Sabincor Cardiologia

Médicos e Profissionais de Saúde

Rosuvastatin prevents proteinuria and renal inflammation in nitric oxide–deficient rats

José Marcos Girardi
Rogério Estevan Farias
Ana Paula Ferreira
Nádia Rezende Barbosa RaposoI

OBJECTIVE

The aim of the present study was to assess the effects of rosuvastatin on renal injury and inflammation in a model of nitric oxide deficiency.

METHODS

Male Wistar rats were randomly divided into four groups (n = 10/group) and treated for 28 days with saline (CTRL); 30 mg/kg/day L-NAME (L-name); L-NAME and 20 mg/kg/day rosuvastatin (L-name+ROS-20); or L-NAME and 2 mg/kg/day rosuvastatin (L-name+ROS-2).
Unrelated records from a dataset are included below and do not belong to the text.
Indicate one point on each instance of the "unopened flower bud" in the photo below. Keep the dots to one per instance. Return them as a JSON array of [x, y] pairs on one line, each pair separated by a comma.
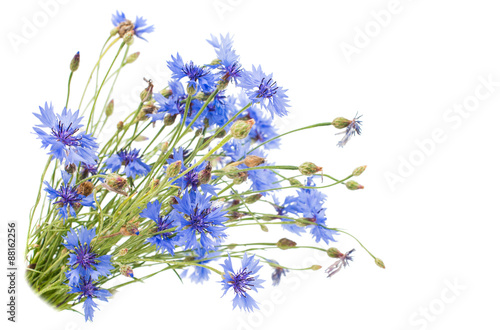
[[231, 171], [168, 119], [126, 270], [334, 253], [132, 57], [252, 161], [241, 128], [379, 263], [128, 38], [359, 170], [340, 122], [353, 185], [285, 244], [309, 168], [174, 169], [253, 198], [109, 108], [75, 62], [164, 147], [206, 174], [85, 188]]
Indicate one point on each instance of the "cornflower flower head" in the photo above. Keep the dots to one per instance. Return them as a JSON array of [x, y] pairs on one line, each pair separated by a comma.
[[83, 261], [123, 25], [67, 198], [199, 217], [263, 89], [242, 281], [67, 143], [198, 76], [130, 159], [342, 262], [351, 130], [89, 290], [228, 61], [164, 241]]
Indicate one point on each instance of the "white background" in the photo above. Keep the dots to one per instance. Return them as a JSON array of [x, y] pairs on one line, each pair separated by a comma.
[[434, 226]]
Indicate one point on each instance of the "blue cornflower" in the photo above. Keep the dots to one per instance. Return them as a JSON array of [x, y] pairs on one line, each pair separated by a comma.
[[83, 260], [199, 217], [242, 281], [201, 274], [132, 162], [262, 88], [124, 25], [165, 241], [67, 143], [89, 290], [67, 197], [198, 76], [352, 129], [308, 204], [228, 61]]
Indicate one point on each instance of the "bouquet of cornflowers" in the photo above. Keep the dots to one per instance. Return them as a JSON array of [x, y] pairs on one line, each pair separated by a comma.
[[106, 209]]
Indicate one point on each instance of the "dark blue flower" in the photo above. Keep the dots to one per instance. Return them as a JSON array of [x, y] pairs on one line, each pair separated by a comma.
[[131, 160], [67, 198], [228, 61], [67, 143], [89, 290], [165, 241], [124, 25], [242, 281], [83, 261], [198, 76], [262, 89], [352, 129], [200, 218]]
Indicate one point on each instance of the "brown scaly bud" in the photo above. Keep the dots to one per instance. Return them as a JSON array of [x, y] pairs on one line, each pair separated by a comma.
[[241, 128], [75, 62], [132, 57], [252, 161], [174, 169], [353, 185], [253, 198], [116, 184], [147, 92], [110, 108], [85, 188], [242, 177], [126, 270], [309, 168], [70, 168], [285, 244], [340, 122], [206, 174], [358, 170]]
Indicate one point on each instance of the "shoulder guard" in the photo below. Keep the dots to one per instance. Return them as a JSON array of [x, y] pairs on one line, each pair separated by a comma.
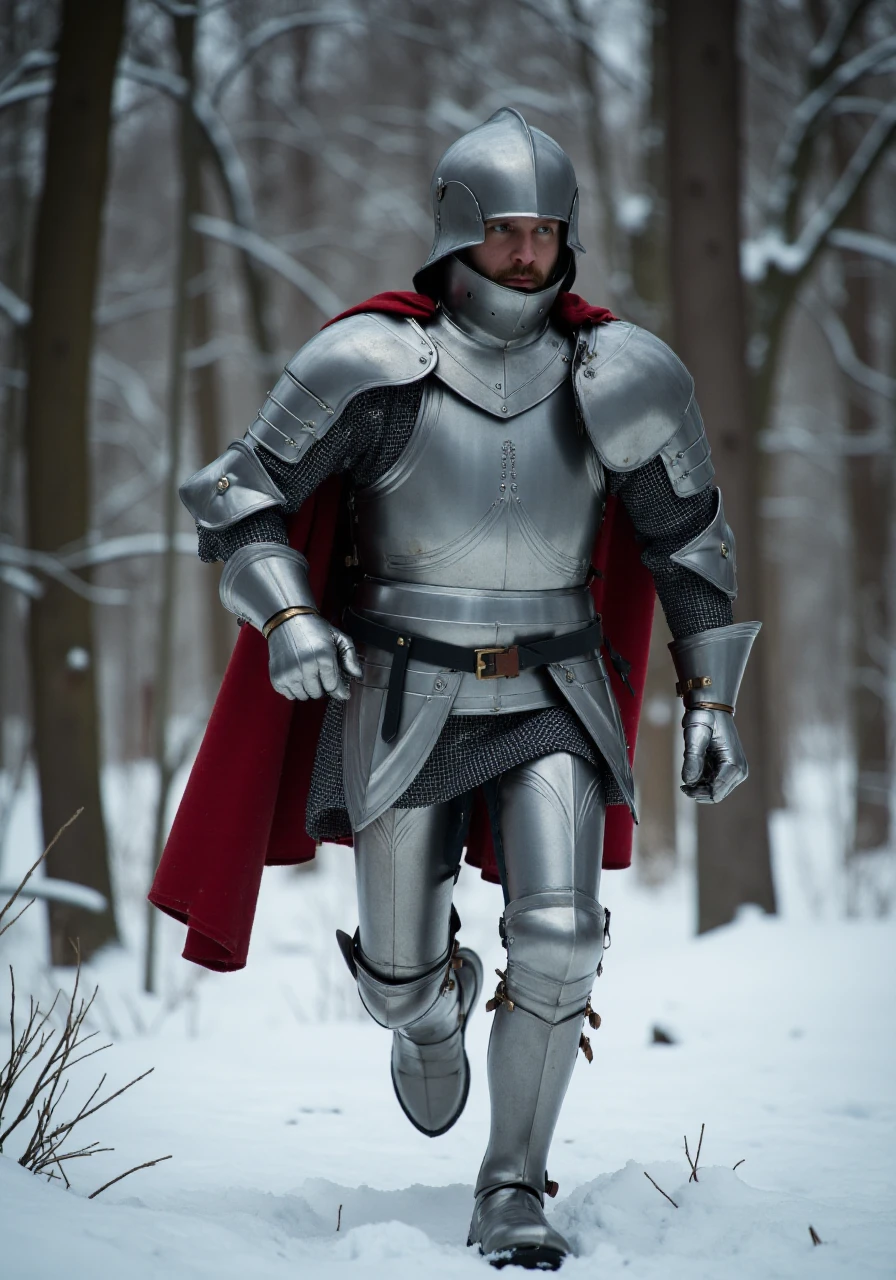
[[231, 488], [343, 360], [636, 400]]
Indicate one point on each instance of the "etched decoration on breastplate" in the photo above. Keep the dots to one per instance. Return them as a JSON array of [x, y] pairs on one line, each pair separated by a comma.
[[476, 502]]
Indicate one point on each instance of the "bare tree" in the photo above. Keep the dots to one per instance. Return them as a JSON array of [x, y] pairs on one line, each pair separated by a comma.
[[708, 309], [65, 255]]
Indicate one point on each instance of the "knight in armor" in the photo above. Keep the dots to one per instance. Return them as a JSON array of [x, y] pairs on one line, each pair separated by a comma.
[[480, 446]]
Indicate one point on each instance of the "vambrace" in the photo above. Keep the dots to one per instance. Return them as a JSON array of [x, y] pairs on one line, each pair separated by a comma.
[[263, 579], [711, 666]]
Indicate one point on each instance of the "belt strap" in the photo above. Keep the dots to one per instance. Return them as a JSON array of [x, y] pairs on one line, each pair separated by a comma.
[[487, 663]]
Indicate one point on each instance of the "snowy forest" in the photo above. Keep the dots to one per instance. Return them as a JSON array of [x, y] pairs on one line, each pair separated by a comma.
[[187, 193]]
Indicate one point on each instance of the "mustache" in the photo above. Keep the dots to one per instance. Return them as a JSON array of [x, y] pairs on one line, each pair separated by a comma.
[[520, 273]]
Systolic blood pressure was measured by plethysmography in the central artery of the tail. The serum total cholesterol, triglycerides, alanine aminotransferase, aspartate aminotransferase, alkaline phosphatase, creatinine, nitric oxide, interleukin-6, and tumor necrosis factor alpha levels were analyzed. Urine samples were taken to measure the albumin5urinary creatinine ratio. Kidneys were sectioned and stained with hematoxylin/eosin and Masson’s trichrome. Immunohistochemical analysis of the renal tissue was performed to detect macrophage infiltration of the glomeruli.

RESULTS

The systolic blood pressure was elevated in the L-name but not the L-name+rosuvastatin-20 and L-name+rosuvastatin-2 groups. The L-name group had a significantly reduced nitric oxide level and an increased interleukin-6 and tumor necrosis factor alpha level, albumin5urinary creatinine ratio and number of macrophages in the renal glomeruli. Rosuvastatin increased the nitric oxide level in the L-name+rosuvastatin-2 group and reduced the interleukin-6 and tumor necrosis factor alpha levels, glomerular macrophage number and albumin5urinary creatinine ratio in the L-name+rosuvastatin-20 and L-name+rosuvastatin-2 groups.

CONCLUSION

Rosuvastatin treatment reduced glomerular damage due to improvement in the inflammatory pattern independent of the systolic blood pressure and serum lipid level. These effects may lead to improvements in the treatment of kidney disease.
KEYWORDS: L-NAME; Hypertension; HMG-CoA reductase inhibitors; Kidney; Interleukins.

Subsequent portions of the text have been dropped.